The results of Strange et al. raise at least as many interesting questions as they answer. For example, animal research involving postlearning administration of β-adrenergic antagonists or amygdala stimulation strongly points to involvement of these mechanisms in consolidation of memory for emotional events (9), and it is for this reason that previous studies with human subjects generally focused on long-term (consolidated) memory (4–8). The findings of Strange et al. are consistent with the possibility that at least some of the effects seen at longer retention intervals result from an influence of β-adrenergic blockade and/or the amygdala on short-term memory processes, on encoding processes, or on enhanced attentional processes that may occur during encoding of an emotional event (10, 11). A second issue concerns the fact that propranolol not only abolished the retrograde amnesia associated with the E words, but it reversed it. Subjects under propranolol recalled significantly more E-1 words compared with neutral words. It is not at all clear what this finding may mean. However, if it proves reliable with future experimentation, it should prove theoretically important because no parallel propranolol-induced enhancement of long-term memory for emotional material is known to occur.
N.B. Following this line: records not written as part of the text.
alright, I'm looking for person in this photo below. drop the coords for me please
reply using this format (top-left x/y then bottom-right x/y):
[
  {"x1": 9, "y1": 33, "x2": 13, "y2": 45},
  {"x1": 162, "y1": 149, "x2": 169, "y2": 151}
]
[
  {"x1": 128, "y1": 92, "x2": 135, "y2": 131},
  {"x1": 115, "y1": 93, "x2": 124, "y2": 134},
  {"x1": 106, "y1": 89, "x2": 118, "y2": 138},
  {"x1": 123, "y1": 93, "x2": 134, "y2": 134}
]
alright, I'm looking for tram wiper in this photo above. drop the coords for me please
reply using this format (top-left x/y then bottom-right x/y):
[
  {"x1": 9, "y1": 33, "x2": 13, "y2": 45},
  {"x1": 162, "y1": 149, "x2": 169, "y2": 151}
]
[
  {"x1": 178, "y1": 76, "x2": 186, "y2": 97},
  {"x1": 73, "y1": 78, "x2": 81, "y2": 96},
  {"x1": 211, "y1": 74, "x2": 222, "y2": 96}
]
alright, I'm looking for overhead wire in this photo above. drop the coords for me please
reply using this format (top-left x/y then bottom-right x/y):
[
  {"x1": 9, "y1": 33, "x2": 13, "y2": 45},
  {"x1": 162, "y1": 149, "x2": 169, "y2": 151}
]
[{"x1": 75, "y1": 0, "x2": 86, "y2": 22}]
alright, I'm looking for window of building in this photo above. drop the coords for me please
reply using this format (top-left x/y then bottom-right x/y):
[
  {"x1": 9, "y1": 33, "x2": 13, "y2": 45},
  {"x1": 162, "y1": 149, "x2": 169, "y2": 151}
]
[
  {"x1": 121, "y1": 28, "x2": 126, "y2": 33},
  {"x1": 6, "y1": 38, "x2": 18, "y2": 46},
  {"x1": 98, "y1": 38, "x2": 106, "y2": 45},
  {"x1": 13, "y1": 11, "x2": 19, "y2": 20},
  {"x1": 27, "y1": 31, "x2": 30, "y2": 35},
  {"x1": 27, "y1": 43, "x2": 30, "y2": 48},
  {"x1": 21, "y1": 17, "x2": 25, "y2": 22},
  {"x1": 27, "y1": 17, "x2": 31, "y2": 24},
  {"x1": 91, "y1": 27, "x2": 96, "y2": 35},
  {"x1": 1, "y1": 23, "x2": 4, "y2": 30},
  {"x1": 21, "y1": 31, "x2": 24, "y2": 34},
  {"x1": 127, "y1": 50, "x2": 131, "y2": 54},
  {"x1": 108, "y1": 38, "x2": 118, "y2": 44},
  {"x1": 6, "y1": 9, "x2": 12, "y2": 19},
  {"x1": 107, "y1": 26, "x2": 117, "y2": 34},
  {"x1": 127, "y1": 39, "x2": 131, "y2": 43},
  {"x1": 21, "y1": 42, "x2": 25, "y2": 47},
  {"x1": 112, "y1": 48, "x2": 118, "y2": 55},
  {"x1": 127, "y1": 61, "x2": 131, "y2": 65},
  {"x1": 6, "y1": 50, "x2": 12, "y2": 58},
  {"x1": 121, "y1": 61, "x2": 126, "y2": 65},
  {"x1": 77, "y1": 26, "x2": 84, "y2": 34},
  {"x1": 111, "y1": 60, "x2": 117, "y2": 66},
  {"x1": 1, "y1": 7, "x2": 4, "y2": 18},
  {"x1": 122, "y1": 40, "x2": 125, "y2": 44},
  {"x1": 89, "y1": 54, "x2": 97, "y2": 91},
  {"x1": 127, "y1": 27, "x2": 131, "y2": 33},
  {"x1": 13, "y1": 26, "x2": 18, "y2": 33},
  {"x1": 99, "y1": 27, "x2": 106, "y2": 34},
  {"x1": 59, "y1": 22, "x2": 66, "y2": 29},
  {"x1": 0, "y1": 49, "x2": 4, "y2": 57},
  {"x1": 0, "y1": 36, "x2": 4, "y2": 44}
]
The very short time course (a few seconds) of the enhancing and impairing effects of E words also raises a puzzle. As Strange et al. note, the time course of peripheral hormone activation is far too “sluggish” to account for the mnemonic effects observed. As a reasonable alternative, they suggest that impaired central nervous system (locus coeruleus) adrenergic activation is likely responsible for the effects of propranolol they observed. In fact, it seems that peripheral adrenergic activation, although likely critical to enhanced memory of more highly arousing events as indicated by extensive animal research (9), may not be critical to memory enhancement in relatively mildly emotionally arousing learning situations (5).

Adding to the importance and timeliness of this new paper is its evidence of significant sex-related differences in retention. Indeed, sex-related influences on both β-adrenergic and amygdala involvement in long-term memory for emotional events exist (12, 13). Strange et al. found that the emotion-induced memory decrement was twice as large in women as in men, and that the coupling between the memory-enhancing and memory-impairing effects of the E words was significantly greater in women than it was in men. These data add to a rapidly growing set of findings suggesting that subject sex substantially affects neural mechanisms of emotionally influenced memory (12, 13). Much work needs to be done in this area to delineate and explain sex effects. At minimum, the findings of Strange et al. emphasize that understanding the neural underpinnings of emotionally influenced memory now requires that we anticipate, and account for, the influence of sex.

Emotion's influence on memory is highly multifaceted, no doubt with correspondingly intricate neural underpinnings. By focusing on emotion's effects on memory in the short term, and on its ability to impair memory, Strange et al. have with a single shot widened the field's current focus considerably. In so doing, they have moved us closer to understanding both the beneficial and harmful effects of emotion on memory.